His second reason reflected a mindset common in many African households: that marriage is built not on fleeting emotion but on commitment, duty, and honor.

“Marriage is not built on feelings,” he told her. “Feelings come and feelings go. Marriage is built on duties, responsibilities, and honoring your vows.”

For her father, love was not a constant flame but a tide, one that rises and falls, yet returns when both partners honor their roles.

“Love is like a sea,” Hariz quoted him. “There are waves — up and down, they come and go.”

Per the video, the third reason can be captured as endurance brings renewal. In other words, if both partners stay committed through hardship and continue honoring their duties, love will return naturally.

Hariz hints at this when she says:

“So long as you’re both honoring that and treating each other with bare minimum kindness… love will come eventually.”

Some praised her father’s wisdom as a reflection of traditional African values stress endurance and family duty.
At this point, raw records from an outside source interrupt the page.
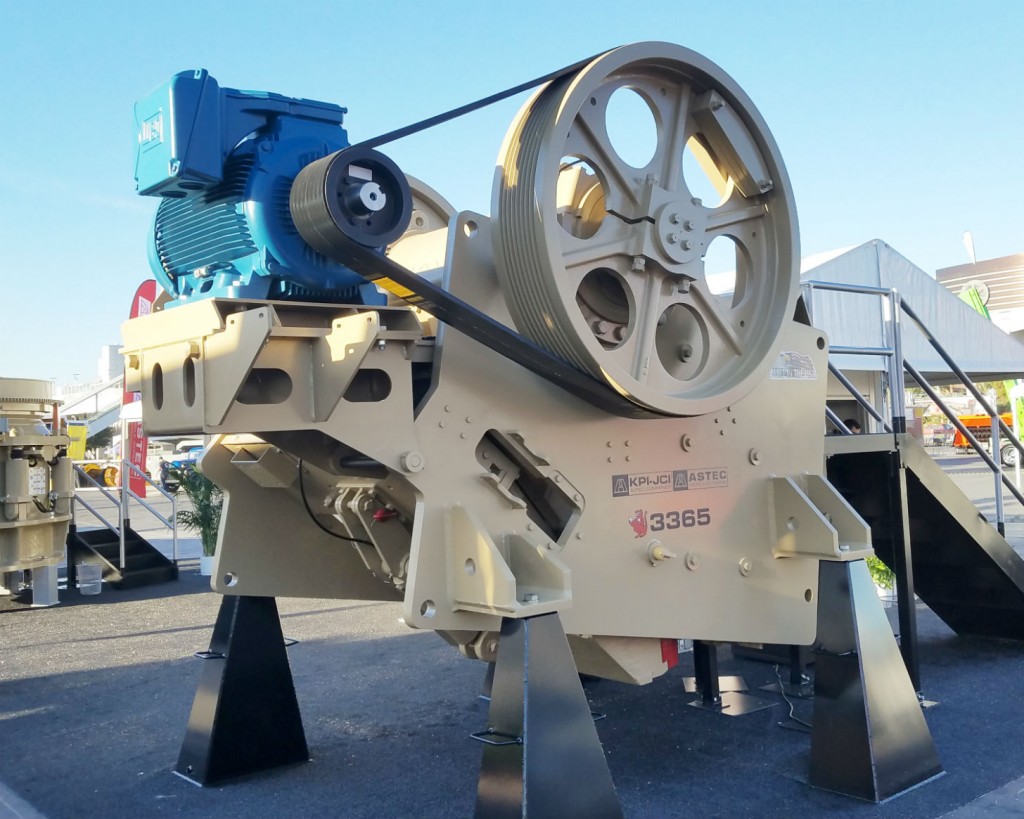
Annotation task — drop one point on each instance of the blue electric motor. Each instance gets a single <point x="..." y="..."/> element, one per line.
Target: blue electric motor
<point x="223" y="162"/>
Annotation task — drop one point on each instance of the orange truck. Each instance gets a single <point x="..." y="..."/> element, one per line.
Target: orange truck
<point x="981" y="428"/>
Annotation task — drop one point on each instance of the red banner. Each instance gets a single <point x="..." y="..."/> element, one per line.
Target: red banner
<point x="135" y="446"/>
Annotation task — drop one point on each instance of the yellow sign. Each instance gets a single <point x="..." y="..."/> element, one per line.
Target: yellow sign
<point x="78" y="432"/>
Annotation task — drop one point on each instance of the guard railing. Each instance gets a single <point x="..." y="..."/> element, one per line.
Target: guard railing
<point x="122" y="499"/>
<point x="894" y="308"/>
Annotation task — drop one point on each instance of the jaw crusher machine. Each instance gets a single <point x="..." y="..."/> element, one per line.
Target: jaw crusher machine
<point x="546" y="432"/>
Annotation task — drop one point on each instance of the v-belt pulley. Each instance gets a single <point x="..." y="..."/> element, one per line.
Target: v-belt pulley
<point x="615" y="310"/>
<point x="326" y="201"/>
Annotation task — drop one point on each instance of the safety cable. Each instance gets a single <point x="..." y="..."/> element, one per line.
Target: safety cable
<point x="313" y="518"/>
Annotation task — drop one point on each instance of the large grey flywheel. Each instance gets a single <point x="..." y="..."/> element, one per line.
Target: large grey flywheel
<point x="601" y="236"/>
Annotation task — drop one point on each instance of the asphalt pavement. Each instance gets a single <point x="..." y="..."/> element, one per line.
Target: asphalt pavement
<point x="95" y="694"/>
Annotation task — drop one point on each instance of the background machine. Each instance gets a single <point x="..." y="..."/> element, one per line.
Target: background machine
<point x="547" y="431"/>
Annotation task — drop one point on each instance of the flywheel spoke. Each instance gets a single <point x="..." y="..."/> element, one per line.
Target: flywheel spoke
<point x="611" y="249"/>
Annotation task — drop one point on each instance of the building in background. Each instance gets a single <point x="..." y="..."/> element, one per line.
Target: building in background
<point x="1000" y="283"/>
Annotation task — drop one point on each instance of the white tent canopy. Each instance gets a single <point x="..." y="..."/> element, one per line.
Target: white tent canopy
<point x="978" y="346"/>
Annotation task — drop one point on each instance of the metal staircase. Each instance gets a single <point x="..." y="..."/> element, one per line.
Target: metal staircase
<point x="128" y="560"/>
<point x="962" y="567"/>
<point x="938" y="545"/>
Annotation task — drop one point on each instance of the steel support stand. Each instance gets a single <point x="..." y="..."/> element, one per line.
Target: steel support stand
<point x="542" y="756"/>
<point x="869" y="738"/>
<point x="245" y="717"/>
<point x="720" y="694"/>
<point x="903" y="568"/>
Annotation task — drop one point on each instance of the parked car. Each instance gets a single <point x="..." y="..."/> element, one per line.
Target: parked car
<point x="183" y="460"/>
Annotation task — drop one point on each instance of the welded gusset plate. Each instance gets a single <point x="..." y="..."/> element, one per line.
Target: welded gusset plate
<point x="608" y="231"/>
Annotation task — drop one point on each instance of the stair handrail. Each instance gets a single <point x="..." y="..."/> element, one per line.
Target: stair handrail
<point x="82" y="474"/>
<point x="892" y="352"/>
<point x="122" y="501"/>
<point x="168" y="522"/>
<point x="897" y="306"/>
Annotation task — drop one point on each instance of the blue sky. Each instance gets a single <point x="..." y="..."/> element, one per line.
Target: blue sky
<point x="897" y="121"/>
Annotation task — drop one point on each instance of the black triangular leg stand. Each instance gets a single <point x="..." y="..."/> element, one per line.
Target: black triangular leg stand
<point x="245" y="717"/>
<point x="869" y="737"/>
<point x="542" y="758"/>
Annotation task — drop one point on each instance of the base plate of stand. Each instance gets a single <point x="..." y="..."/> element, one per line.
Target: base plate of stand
<point x="731" y="683"/>
<point x="733" y="703"/>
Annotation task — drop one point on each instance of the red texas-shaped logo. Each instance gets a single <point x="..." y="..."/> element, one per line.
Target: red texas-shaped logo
<point x="638" y="520"/>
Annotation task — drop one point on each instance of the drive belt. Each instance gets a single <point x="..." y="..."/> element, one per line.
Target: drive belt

Others, however, questioned whether such advice dismisses emotional well-being and enables women, especially, to stay in unfulfilling or unhealthy relationships.

In a world where “self-love” and “setting boundaries” dominate the relationship discourse, Hariz’s post offers a sharp counterpoint. Her father’s words, though steeped in tradition, also raise pressing questions: How do modern women balance commitment with self-preservation? And at what point does honoring vows cross into self-sacrifice?

Still, Hariz’s willingness to share such a raw, personal moment has ignited meaningful dialogue about what it means to love and stay, not just out of emotion, but out of conviction.